Als weiterer Aspekt sei hier auch die Nachhaltigkeit genannt. Wenn täglich zehntausende Studierende für wenige Stunden an der Hochschule präsent sein müssen, wirkt sich das letztendlich negativ auf die CO2-Bilanz unserer Gesellschaft aus (8). Gerade junge Menschen achten bei der Studienplatzwahl zunehmend auch auf solche Aspekte. Des Weiteren ginge ein weiteres Wachstum der Studierendenzahlen, verbunden mit Präsenzlehre, mit der Notwendigkeit einher, neue physische Bildungsräume zu schaffen. Dabei ist ein großer Teil der Hörsäle nur zu Peak-Zeiten voll ausgelastet. Zu den Nebenzeiten werden diese nicht genutzt. Das klassische Modell stößt dabei an seine Grenzen.

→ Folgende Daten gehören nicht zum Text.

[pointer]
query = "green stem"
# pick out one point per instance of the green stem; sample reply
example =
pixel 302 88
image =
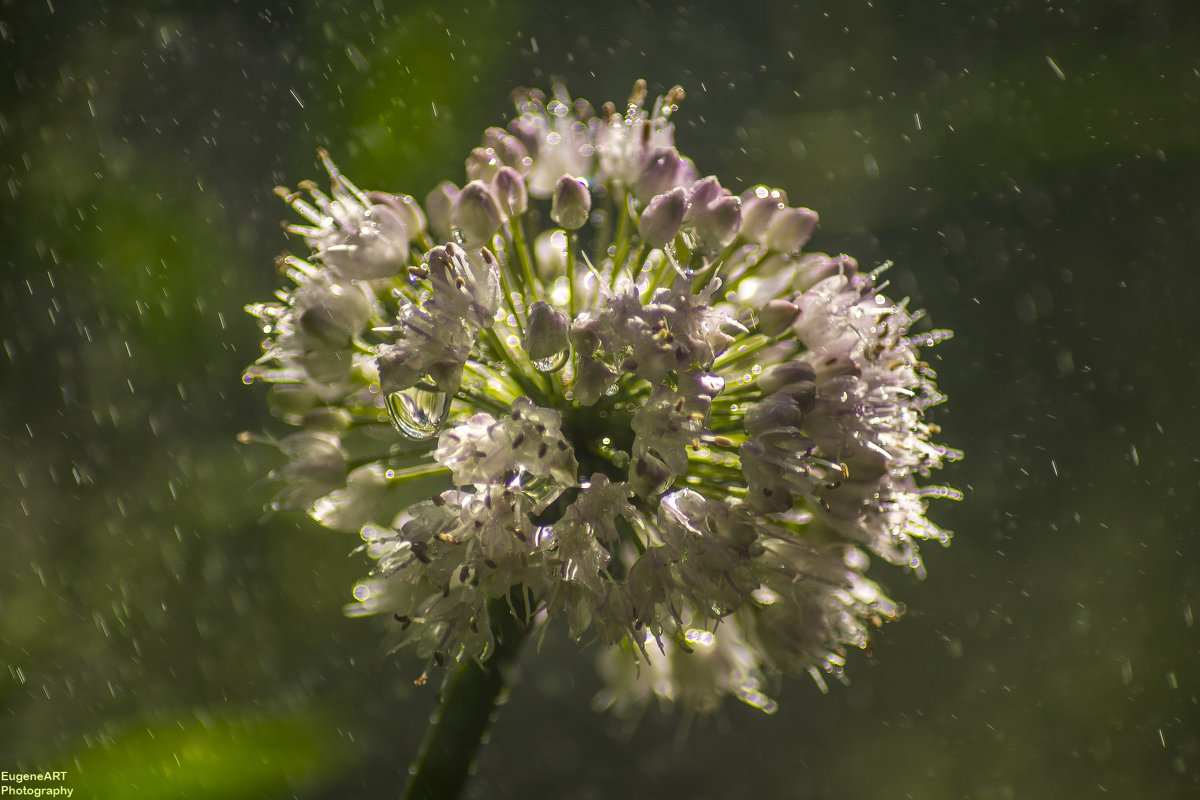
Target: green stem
pixel 444 761
pixel 519 242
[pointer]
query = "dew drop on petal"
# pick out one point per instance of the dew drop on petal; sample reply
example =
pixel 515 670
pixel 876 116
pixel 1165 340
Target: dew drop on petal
pixel 553 364
pixel 418 413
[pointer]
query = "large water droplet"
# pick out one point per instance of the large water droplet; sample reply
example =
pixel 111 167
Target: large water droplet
pixel 418 413
pixel 553 364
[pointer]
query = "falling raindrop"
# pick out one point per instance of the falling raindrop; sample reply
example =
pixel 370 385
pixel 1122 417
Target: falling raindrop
pixel 418 413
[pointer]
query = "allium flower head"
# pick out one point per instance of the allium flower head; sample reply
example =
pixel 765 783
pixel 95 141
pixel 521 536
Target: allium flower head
pixel 603 378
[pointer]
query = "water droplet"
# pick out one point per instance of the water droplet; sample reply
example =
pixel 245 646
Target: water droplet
pixel 418 413
pixel 553 364
pixel 540 489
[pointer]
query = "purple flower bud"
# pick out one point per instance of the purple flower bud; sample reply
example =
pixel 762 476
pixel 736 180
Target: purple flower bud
pixel 571 203
pixel 438 205
pixel 777 317
pixel 510 192
pixel 713 212
pixel 661 218
pixel 545 335
pixel 779 410
pixel 660 174
pixel 702 194
pixel 778 376
pixel 475 214
pixel 790 229
pixel 720 222
pixel 759 208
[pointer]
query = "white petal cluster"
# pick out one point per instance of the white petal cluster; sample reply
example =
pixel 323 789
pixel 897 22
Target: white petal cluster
pixel 597 379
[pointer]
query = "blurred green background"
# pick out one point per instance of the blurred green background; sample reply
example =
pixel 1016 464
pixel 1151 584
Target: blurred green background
pixel 1033 170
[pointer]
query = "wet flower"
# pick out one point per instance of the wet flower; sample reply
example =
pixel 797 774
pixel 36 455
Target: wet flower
pixel 673 428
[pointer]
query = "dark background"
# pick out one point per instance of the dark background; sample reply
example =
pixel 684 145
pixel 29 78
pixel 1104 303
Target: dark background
pixel 1031 168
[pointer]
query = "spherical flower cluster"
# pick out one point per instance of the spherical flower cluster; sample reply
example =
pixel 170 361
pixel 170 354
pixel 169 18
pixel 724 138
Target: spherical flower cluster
pixel 597 376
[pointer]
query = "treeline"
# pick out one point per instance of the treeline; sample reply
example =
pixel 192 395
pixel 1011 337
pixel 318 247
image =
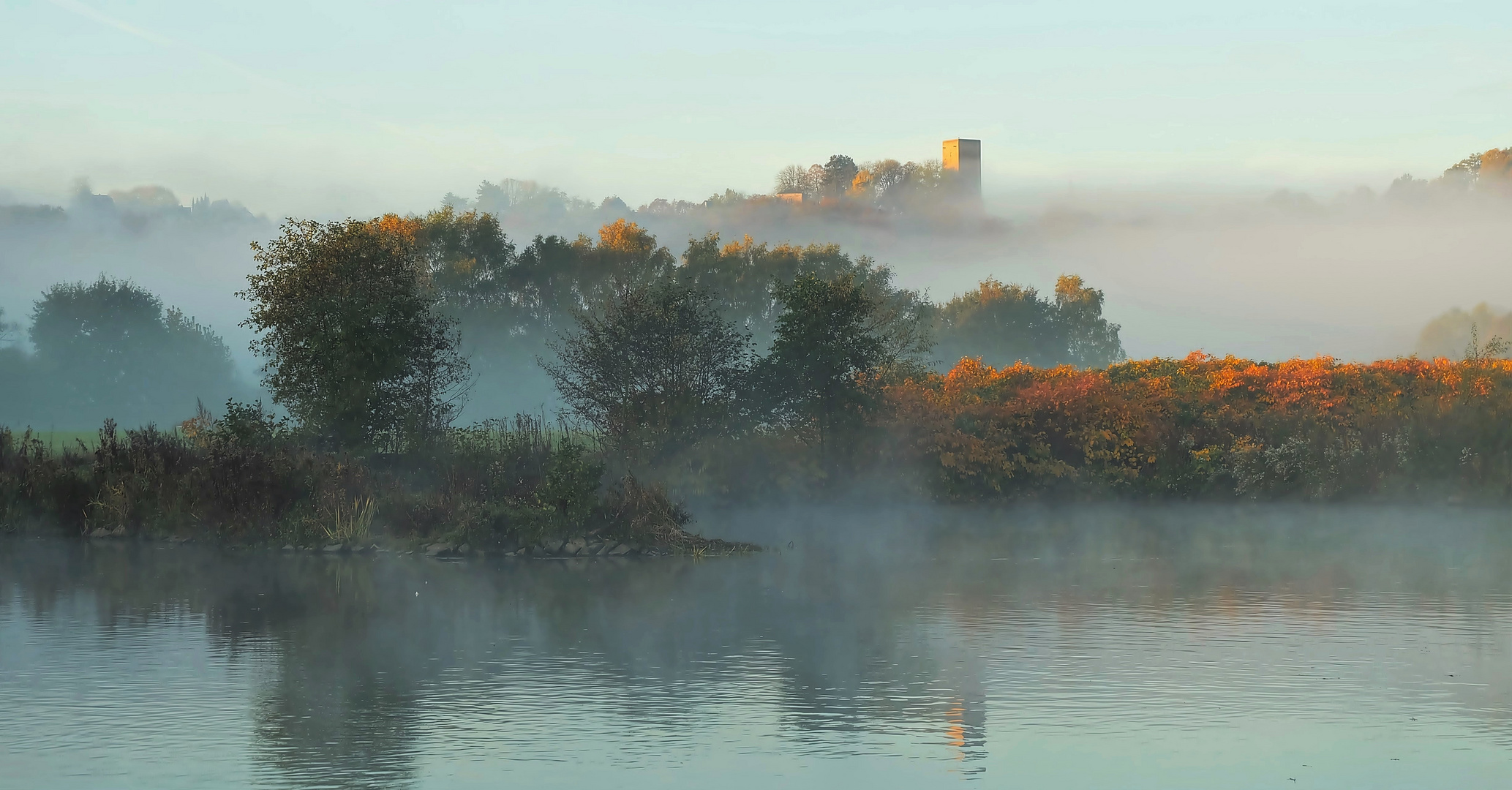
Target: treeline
pixel 374 334
pixel 511 303
pixel 110 350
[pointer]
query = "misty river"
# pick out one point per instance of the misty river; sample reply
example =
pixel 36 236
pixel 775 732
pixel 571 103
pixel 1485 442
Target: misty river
pixel 1088 647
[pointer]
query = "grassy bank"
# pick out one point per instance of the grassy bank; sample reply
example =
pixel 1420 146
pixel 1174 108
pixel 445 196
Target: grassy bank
pixel 252 480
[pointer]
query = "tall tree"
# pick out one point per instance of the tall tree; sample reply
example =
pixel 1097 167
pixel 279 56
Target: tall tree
pixel 827 353
pixel 657 368
pixel 1091 339
pixel 110 348
pixel 840 171
pixel 348 324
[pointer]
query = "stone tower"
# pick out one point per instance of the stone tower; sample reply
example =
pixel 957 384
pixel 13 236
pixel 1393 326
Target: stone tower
pixel 962 164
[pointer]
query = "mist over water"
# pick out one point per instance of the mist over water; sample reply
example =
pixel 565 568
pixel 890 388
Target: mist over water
pixel 1183 647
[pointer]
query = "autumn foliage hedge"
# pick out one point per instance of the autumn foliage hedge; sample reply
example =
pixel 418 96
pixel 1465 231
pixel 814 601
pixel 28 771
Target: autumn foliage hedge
pixel 1210 427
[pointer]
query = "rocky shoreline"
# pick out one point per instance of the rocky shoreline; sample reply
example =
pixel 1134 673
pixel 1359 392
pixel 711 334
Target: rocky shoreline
pixel 548 549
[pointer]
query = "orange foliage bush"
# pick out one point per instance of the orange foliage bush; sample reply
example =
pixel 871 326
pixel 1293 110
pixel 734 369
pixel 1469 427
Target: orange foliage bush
pixel 1210 426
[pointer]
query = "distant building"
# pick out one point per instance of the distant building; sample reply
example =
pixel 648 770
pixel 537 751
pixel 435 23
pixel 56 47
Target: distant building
pixel 962 162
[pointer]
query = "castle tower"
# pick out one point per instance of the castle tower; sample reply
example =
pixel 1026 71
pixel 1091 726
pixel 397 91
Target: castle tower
pixel 962 164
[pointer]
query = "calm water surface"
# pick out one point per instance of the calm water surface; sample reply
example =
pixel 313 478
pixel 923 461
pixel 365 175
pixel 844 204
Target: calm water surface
pixel 1095 647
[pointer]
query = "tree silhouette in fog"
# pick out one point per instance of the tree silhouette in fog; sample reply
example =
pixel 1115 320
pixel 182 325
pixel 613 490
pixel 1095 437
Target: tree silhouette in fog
pixel 347 320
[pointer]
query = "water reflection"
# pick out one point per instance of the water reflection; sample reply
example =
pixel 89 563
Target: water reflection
pixel 918 645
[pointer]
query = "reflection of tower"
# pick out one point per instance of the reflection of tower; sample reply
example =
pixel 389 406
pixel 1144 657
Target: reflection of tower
pixel 962 162
pixel 966 729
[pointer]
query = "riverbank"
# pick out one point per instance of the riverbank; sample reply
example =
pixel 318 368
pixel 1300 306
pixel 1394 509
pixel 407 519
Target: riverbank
pixel 508 489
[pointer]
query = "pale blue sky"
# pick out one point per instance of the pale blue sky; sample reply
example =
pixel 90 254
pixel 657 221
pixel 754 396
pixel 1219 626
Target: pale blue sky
pixel 356 108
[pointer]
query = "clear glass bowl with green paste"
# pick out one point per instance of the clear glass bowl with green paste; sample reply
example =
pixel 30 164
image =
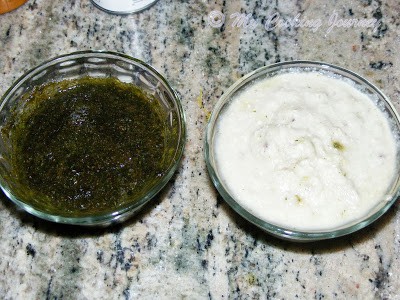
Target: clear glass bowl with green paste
pixel 89 138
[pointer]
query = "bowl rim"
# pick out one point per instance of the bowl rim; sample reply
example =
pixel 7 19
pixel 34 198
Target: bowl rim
pixel 273 229
pixel 118 215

Diverse Studien zur Mediendidaktik (9) weisen nach, dass ein optimales medientechnisches Setup direkten Einfluss auf den Lernerfolg hat. Das ist auch leicht verständlich: Man stelle sich vor, stundenlang nur PowerPoint-Folien und eine Audio-Spur erleben zu müssen. Es ist dabei schwierig, das Konzentrationsniveau aufrechtzuerhalten. Demgegenüber werden im optimalen Setup Dozierende nicht nur in der Totalen aufgenommen, sondern werden den Studierenden als Nahaufnahme während der gesamten Lehrveranstaltung gezeigt. So wird es möglich, Körpersprache und Mimik und damit auch Emotionen wie Begeisterung oder Ernsthaftigkeit zu erkennen, die bekanntermaßen nonverbal zum Verständnis der Inhalte beitragen. Das gilt auch für die Nachbereitung einer Lehrveranstaltung per Videoaufnahme. Somit profitiert auch eine „Präsenzhochschule“ mit großen Hörsälen von einem professionellen hybriden Setup, das nicht nur verbale, sondern auch ergänzend nonverbale Inhalte vermittelt.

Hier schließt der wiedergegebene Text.